Les articles publiés dans cette rubrique ne reflètent pas nécessairement les opinions de Nawaat.

Je ne vais pas m’étendre sur l’échange entre la députée et le ministre. Tout juste vais-je reprocher à Mme Abbou de tout mélanger dans ses griefs (corruption, politique d’endettement, pillage des ressources naturelles, loi de réconciliation, etc.). Quant à M. Abdelkafi, il a eu tort d’adopter un ton autoritaire et paternaliste en demandant à ses opposants de se taire. Ce qui m’intéresse, c’est que l’incident a été une nouvelle fois l’occasion d’une campagne de dénigrement visant la députée d’Attayar. Partie des réseaux sociaux, la campagne a été relayée par la presse bensimpsonienne (pour reprendre l’expression du caricaturiste Z). A ce propos, il faudrait que l’on m’explique un jour la plus-value journalistique des articles qui ne font que reprendre un statut Facebook, public de surcroit ! Côté politique, le Bloc National, un nouveau groupe parlementaire réunissant d’anciens députés de Nida Tounes dont certains sont passés par la case Machrou’ Tounes, s’est fendu d’un communiqué dénonçant les propos de la députée, sans toutefois la citer nommément.
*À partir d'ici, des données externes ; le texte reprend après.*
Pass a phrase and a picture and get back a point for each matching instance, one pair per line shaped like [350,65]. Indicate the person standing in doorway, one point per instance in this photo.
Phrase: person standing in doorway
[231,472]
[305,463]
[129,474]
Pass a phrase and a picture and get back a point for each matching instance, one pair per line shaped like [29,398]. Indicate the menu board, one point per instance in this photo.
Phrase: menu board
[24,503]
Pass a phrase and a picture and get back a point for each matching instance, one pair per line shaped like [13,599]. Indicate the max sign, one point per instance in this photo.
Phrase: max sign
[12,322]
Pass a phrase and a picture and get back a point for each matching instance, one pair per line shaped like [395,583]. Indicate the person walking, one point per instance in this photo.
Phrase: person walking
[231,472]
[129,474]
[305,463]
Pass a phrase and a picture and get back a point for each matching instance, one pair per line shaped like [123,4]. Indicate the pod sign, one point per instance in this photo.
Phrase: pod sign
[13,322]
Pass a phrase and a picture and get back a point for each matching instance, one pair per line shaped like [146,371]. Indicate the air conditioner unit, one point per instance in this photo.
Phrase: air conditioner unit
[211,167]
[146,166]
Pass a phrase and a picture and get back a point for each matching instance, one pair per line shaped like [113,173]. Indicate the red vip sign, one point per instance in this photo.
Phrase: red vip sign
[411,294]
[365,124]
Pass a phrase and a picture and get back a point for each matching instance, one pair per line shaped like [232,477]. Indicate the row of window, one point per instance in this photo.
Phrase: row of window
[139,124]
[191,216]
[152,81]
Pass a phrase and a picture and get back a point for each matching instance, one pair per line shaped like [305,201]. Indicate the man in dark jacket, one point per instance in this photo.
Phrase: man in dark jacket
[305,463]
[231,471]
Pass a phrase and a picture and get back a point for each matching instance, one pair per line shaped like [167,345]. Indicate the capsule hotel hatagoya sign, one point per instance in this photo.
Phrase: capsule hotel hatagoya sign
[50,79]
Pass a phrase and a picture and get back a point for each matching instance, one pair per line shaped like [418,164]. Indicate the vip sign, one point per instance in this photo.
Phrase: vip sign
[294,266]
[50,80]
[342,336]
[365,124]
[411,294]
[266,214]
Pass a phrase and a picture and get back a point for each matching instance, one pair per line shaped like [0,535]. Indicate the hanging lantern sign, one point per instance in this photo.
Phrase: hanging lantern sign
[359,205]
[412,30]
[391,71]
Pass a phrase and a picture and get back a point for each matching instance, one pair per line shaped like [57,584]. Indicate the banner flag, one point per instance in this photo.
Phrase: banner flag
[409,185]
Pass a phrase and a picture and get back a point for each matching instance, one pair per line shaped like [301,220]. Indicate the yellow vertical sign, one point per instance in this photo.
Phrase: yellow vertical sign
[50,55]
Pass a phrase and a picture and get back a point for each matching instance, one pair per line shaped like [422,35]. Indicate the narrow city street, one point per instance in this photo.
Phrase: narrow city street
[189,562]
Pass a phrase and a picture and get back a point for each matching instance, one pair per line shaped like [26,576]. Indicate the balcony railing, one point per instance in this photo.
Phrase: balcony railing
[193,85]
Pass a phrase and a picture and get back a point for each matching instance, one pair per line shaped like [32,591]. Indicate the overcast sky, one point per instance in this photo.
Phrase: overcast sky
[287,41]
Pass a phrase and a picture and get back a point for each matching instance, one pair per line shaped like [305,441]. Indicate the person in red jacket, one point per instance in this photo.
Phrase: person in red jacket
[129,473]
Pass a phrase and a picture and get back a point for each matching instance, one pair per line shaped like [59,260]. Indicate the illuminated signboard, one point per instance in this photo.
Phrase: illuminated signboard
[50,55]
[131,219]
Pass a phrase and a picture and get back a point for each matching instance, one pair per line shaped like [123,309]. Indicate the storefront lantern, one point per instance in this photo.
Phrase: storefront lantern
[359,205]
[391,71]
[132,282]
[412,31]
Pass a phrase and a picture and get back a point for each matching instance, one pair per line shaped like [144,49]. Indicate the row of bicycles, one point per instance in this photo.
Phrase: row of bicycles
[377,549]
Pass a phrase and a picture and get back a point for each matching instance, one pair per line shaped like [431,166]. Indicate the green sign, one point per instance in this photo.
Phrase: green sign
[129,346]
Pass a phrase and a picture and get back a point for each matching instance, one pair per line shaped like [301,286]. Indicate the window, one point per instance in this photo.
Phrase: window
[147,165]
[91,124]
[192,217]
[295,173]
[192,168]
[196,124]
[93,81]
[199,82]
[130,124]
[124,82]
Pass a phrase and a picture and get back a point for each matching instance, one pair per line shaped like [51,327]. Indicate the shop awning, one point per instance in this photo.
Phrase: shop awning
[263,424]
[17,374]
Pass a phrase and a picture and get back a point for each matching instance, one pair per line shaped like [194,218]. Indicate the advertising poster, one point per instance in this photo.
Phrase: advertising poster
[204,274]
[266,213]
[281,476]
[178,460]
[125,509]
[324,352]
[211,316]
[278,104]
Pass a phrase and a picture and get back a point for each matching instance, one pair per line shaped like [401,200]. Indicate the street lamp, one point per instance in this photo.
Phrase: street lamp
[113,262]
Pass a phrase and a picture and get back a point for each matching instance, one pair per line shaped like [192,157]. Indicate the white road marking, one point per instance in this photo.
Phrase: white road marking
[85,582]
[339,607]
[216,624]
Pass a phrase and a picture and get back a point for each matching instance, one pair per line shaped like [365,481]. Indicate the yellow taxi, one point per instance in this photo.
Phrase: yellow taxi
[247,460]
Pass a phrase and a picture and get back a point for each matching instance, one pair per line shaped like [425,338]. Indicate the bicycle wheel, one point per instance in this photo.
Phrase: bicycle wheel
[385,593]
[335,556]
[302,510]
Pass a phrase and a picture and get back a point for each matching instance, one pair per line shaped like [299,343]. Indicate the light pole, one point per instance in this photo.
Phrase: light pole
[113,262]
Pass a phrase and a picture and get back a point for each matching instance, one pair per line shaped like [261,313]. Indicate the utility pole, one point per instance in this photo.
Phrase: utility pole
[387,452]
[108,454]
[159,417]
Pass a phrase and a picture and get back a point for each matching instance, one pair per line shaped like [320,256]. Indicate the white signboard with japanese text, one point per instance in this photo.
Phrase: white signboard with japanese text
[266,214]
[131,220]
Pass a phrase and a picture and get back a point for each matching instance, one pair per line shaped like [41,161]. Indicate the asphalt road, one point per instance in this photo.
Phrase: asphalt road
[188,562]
Que reproche-t-on à Mme Abbou ? Des faits avérés comme ses relations avec les iniques LPR, un discours qui touche certaines couches conservatrices ; des choses discutables comme sa prétendue négation du terrorisme en Tunisie et d’autres totalement fausses comme son « silence » sous la Troïka (insulte suprême chez nos champions de la modernité, dont les amis gouvernent aujourd’hui avec Ennahda) et son soutien absolu des islamistes. Par ailleurs, on lui reproche les actions réelles ou supposées de son mari, ce qui est une étrange conception assez curieuse de ceux qui ne jurent que par LA femme tunisienne.
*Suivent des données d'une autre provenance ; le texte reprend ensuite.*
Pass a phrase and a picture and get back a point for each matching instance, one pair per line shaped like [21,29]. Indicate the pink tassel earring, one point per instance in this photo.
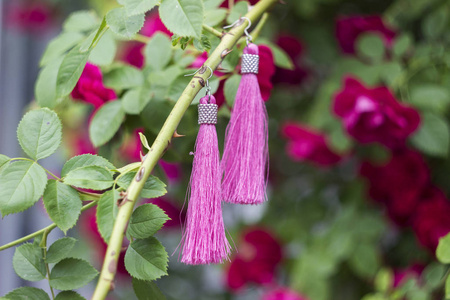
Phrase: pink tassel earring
[204,240]
[245,157]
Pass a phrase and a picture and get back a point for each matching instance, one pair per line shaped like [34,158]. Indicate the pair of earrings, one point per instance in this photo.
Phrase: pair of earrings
[240,177]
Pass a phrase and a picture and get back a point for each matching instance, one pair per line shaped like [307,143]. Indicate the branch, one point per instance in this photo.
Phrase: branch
[213,31]
[160,144]
[43,230]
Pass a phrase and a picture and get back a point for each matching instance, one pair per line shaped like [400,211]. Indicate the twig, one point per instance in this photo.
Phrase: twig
[160,144]
[42,231]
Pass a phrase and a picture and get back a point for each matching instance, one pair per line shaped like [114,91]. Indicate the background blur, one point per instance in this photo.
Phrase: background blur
[358,96]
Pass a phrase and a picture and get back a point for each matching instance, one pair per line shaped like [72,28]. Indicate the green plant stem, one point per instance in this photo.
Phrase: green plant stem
[43,245]
[255,32]
[212,30]
[161,143]
[47,229]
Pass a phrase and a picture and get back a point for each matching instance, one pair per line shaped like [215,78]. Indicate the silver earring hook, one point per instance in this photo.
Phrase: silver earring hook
[248,37]
[207,87]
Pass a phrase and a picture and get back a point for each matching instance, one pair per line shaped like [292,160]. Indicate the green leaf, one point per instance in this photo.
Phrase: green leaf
[447,288]
[71,273]
[106,213]
[384,280]
[435,23]
[401,45]
[106,122]
[214,17]
[146,259]
[365,261]
[70,71]
[92,40]
[144,141]
[371,46]
[104,52]
[158,51]
[90,177]
[29,263]
[433,275]
[85,160]
[443,250]
[134,100]
[60,45]
[153,187]
[135,7]
[69,295]
[433,135]
[240,9]
[230,88]
[26,293]
[45,89]
[63,204]
[146,220]
[39,133]
[81,21]
[123,24]
[211,4]
[147,290]
[204,44]
[124,77]
[22,184]
[3,160]
[60,250]
[182,17]
[430,97]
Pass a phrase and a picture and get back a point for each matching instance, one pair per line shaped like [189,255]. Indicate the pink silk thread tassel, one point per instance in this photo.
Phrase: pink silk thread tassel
[204,240]
[246,153]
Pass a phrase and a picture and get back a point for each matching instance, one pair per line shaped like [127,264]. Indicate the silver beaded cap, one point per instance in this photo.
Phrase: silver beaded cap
[250,63]
[207,113]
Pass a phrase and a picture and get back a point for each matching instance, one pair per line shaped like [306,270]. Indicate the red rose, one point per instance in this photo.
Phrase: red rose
[307,145]
[282,293]
[294,48]
[348,30]
[431,220]
[256,261]
[132,53]
[90,87]
[398,184]
[374,115]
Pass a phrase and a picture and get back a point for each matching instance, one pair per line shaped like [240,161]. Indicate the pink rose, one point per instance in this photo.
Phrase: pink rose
[374,115]
[431,220]
[132,53]
[294,48]
[305,144]
[348,29]
[282,293]
[398,184]
[90,87]
[259,255]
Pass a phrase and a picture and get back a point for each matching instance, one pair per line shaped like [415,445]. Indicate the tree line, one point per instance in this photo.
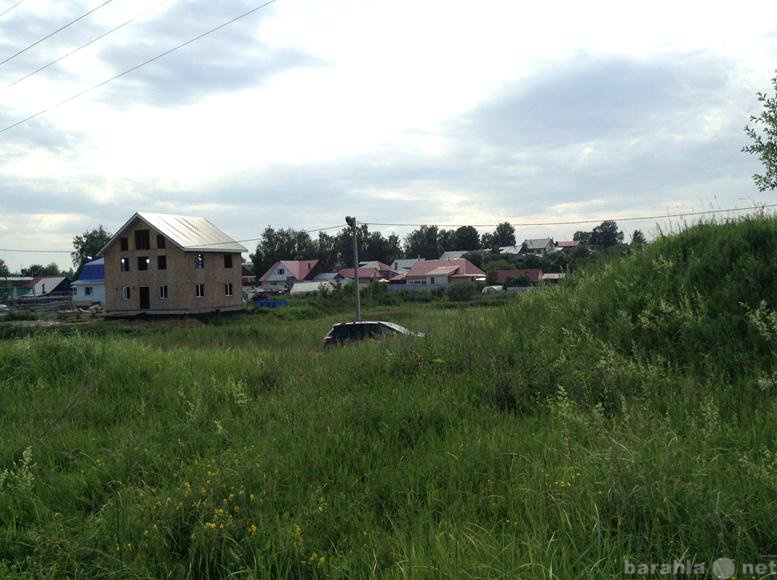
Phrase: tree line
[335,250]
[428,241]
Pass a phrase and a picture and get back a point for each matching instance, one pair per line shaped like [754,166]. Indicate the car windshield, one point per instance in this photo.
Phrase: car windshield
[396,327]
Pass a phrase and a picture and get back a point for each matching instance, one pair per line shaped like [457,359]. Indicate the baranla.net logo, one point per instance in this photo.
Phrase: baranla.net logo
[722,568]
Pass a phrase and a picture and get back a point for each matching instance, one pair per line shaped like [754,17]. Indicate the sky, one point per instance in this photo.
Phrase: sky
[437,112]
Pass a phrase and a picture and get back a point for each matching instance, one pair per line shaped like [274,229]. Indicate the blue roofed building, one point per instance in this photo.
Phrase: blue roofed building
[90,287]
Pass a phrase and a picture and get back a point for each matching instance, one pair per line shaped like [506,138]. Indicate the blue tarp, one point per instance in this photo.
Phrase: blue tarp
[271,303]
[93,271]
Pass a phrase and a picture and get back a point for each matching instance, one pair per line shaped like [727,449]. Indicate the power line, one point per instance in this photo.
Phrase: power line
[214,244]
[75,50]
[311,231]
[590,221]
[60,29]
[7,10]
[137,66]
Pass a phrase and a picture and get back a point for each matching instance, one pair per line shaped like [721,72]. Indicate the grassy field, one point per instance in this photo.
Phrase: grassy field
[627,416]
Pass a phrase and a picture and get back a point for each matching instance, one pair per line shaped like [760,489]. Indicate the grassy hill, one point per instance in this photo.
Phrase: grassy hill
[627,416]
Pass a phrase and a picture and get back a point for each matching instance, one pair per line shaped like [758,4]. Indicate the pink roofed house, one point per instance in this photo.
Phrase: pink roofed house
[430,274]
[372,271]
[285,273]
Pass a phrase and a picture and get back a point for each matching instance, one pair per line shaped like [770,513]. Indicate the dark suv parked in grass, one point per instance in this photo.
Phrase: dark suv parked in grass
[352,331]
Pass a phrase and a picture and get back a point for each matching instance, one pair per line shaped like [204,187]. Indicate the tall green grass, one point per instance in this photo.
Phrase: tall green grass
[628,414]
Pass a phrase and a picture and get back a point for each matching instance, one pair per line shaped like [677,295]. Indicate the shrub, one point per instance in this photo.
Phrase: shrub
[462,291]
[517,281]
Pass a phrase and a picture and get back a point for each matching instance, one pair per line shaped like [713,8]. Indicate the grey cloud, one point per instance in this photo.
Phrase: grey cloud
[590,99]
[229,59]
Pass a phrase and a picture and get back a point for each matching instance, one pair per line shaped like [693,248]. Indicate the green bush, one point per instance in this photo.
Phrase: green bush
[462,291]
[517,281]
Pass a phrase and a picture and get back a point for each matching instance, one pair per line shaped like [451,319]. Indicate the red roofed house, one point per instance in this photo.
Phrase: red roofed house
[431,274]
[369,271]
[284,274]
[567,247]
[534,274]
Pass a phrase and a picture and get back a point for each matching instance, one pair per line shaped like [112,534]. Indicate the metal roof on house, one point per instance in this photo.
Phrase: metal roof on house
[363,273]
[191,234]
[297,269]
[92,273]
[537,243]
[374,264]
[453,255]
[326,276]
[310,287]
[534,274]
[442,271]
[405,263]
[462,267]
[47,285]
Pourtant, une simple recherche sur internet permet de réduire à néant les fantasmes des procureurs de Mme Abbou. En juillet 2012, celle qui est encore au CPR, désavoue le président Marzouki et vote contre la nomination de Chedly Ayari à la tête de la Banque Centrale. Toujours sous la Troïka, c’est elle qui a violemment attaqué la version du 1er juin 2013 de la Constitution, y voyant un texte potentiellement théocratique empli de l’idéologie des Frères Musulmans. Ces attaques dont les auteurs se disent démocrates et résistants sont inquiétantes. Au moment où le Parlement est dominé par une majorité écrasante et où les députés opposants sont au mieux une trentaine, au moment où les opposants au projet de loi de « la réconciliation » sont entravés, harcelés, il n’y a rien de glorieux à se faire le relais d’un pouvoir à la tentation hégémonique.

Je dénonce volontiers les emportements de Mme Abbou, certains de ses excès verbaux peuvent parfois brouiller le message qu’elle porte. Je ne lui pardonne pas ses déclarations homophobes, même si sur ce sujet, la plupart des élus progressistes ne sont pas franchement en pointe sur la défense des homosexuels. Mais force est de constater qu’il s’agit d’une élue qui travaille ses sujets et qui porte des combats essentiels en cette période où la transition démocratique et les idéaux de la révolution sont plus que jamais menacés. La Troïka n’existe plus depuis 2014. Il serait temps de s’en rendre compte.